Self encrypting files (convergent encryption plus obfuscation)
|MaidSafe website||SAFE Dev Forum||SAFE Network Forum|
A version of convergent encryption with an additional obfuscation step. This pattern allows secured data that can also be de-duplicated. This library presents an API that can be utilised in any application that provides a POSIX like filesystem interface, dealing very effectively with the content part of any data (in tests the parallelised approach can actually be faster than reading/writing data as a single stream). It is important to realise two important aspects of this library:
- This library deals with file content only
- This library provides very secure data, but does return a data structure (DataMap) that in turn requires to be secured.
Video of the process
This library splits a file into encrypted chunks and also produces a data map for the same.

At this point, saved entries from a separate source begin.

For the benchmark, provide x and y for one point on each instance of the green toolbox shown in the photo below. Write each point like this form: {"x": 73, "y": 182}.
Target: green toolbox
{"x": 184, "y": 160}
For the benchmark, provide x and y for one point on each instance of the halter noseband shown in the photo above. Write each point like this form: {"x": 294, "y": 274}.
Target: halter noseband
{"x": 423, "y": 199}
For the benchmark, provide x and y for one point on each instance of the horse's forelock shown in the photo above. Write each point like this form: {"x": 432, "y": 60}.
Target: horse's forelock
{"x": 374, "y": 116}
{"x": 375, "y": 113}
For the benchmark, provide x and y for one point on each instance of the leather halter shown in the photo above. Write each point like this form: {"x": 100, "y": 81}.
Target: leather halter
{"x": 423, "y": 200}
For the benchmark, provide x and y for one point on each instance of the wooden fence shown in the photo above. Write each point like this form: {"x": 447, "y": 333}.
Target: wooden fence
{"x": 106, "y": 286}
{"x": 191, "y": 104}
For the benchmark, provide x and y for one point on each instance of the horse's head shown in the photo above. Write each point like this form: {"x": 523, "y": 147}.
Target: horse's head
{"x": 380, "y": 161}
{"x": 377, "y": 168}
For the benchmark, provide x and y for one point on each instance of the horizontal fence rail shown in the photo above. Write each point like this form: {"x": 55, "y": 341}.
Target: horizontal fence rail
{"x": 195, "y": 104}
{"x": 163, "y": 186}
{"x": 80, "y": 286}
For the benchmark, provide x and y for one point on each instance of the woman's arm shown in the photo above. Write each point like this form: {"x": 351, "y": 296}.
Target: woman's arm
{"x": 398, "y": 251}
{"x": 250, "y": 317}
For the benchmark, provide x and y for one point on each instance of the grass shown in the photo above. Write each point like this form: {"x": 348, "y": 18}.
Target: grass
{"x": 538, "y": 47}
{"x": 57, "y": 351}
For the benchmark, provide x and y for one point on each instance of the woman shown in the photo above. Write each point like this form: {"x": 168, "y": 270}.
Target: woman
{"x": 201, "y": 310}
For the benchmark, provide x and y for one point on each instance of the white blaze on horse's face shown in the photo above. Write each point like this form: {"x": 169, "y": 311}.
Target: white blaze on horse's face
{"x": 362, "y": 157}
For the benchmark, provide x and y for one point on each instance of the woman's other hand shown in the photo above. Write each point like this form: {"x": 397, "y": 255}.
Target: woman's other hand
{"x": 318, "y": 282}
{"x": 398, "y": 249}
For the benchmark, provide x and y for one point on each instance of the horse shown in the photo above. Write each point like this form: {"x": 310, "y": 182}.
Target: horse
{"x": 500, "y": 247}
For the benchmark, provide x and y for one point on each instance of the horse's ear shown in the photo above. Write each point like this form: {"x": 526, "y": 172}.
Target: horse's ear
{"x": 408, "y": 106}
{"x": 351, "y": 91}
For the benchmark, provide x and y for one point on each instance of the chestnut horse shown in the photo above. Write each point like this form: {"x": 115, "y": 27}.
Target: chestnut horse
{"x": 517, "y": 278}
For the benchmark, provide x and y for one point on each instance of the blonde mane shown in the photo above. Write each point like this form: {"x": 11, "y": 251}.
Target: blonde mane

This data map with encrypted chunks enables the file to be reconstituted. Instructions to use the 'basic_encryptor' example are as follows:
Encrypt a file:
cargo run --example basic_encryptor -- -e <full_path_to_any_file>
You should now have the example binary in
data_map for the given file and it's encrypted chunks will be written to the current directory.
Decrypt a file:
cargo run --example basic_encryptor -- -d <full_path_to_data_map> <full_destination_path_including_filename>
This will restore the original file to the given destination path.
self_encryption is licensed under GPLv3 with linking exception. This means you can link to and use the library from any program, proprietary or open source; paid or gratis. However, if you modify self_encryption, you must distribute the source to your modified version under the terms of the GPLv3.
See the LICENSE file for more details.